Clear scanned copies of the following documents, digitally signed by One Director holding valid digital signature and further certified by Practicing Professional shall be filed with the Registrar of Companies having jurisdiction over the Registered Office of the Company in the following Formats:

(a) E -Form AOC-4 for Copies of Financial Statements, Report of the Auditors and Report of the Board;
(b) E -Form AOC-4-CFS for submission of consolidated financial statements pertaining to subsidiary companies and associate companies2 ;
(c) E -Form AOC-4 XBRL in respect of Private Companies having turnover of Rs.100 crore or more or Companies with paid up capital of Rs.5 crore or more, Annual Financial Statements, including Report of Auditors, Directors Report, Annexure thereto should be filed electronically3 within 30 days of date of Annual General Meeting4
(d) A nnual Return in E-Form MGT-7 completed upto close of Financial Year should be filed within 60 days of the date of the Annual General Meeting.
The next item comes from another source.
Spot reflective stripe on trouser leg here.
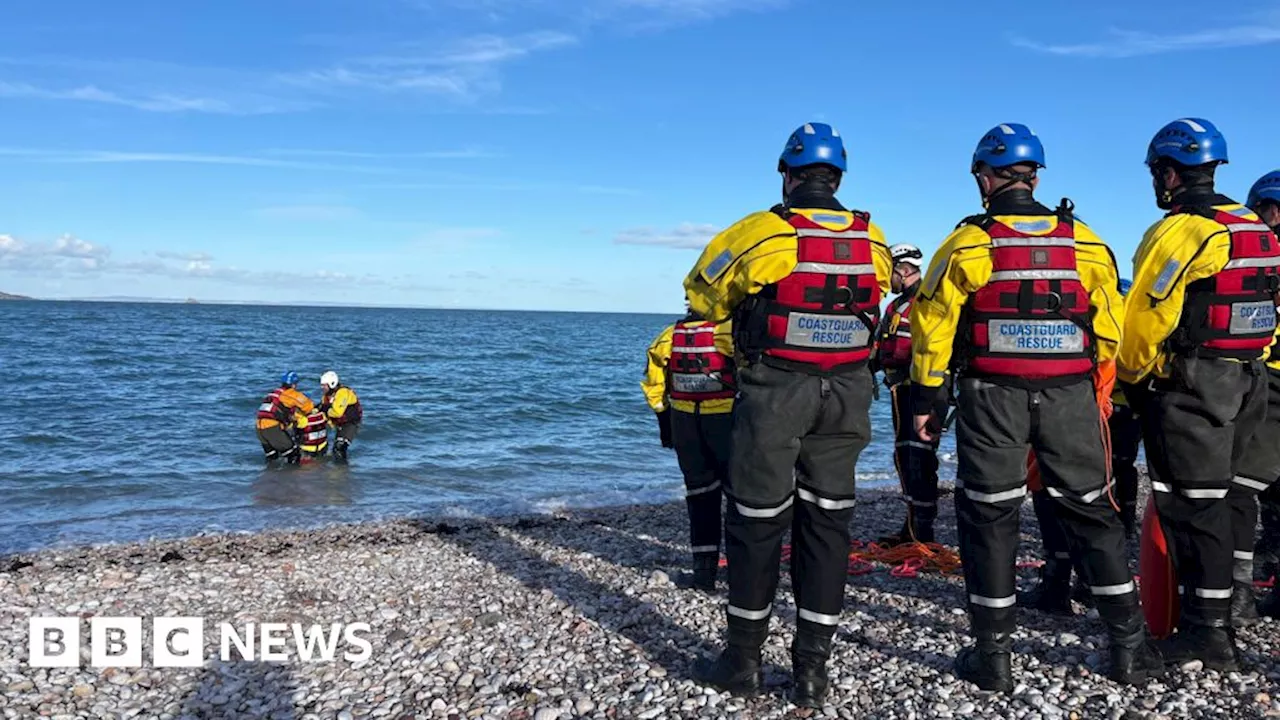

4. What is the signing and certification requirements pertaining to Annual Return?

Annual Return should be signed by a Director and a Company Secretary, where there is no Company Secretary; the same should be signed by Company Secretary in practice.

Except in case of One-Person Company and Small Company the Annual Return should be signed by the Company Secretary or Director.

Every Company filing Annual Return, having a paid up share capital of Rs.10 crore or more or turnover of Rs. 50 crore or more shall get the Annual Return certified by Company Secretary in practice and the Certificate shall be in Form MGT-8.

5. What are the penal provisions in respect of failure on the part of the Company to file Annual Financial Statement and Annual Return applicable to the Company and its Directors?

(a) Failure to file Financial Statements:-

Penalty for Company:

If a Company fails to file within the time period provided u/s. 403 of the Act, it shall be punishable with a fine of Rs.1,000 per day till the default continues and aggregate of such fine cannot exceed Rs.10 lakh.

Penalty for Managing Director, CFO or Other Director:

The Managing Director and the Chief Financial Officer of the Company,( if any), and, in the absence of the MD and the CFO, any other director who is charged by the Board with the responsibility of complying with the provisions of this section, and, in the absence of any such director, all the directors of the company, shall be punishable with imprisonment for a term which may extend to six months or with fine which shall not be less than Rs.1 lakh but which may extend to Rs.5 lakh, or with both.

(b) Failure to file Annual Return:-

Penalty for Company:

Failure on the part of the Company to file Annual Return within time limit provided u/s. 403 even with additional fees would attract a fine minimum of Rs.50,000/- but which may extend upto Rs.5,00,000/-.

Punishment for Officer in Default:

Every Officer of a Company in default shall be subject to imprisonment extending upto 6 months or a fine minimum of Rs.50,000/- but which may extend upto Rs.5,00,000/- or both.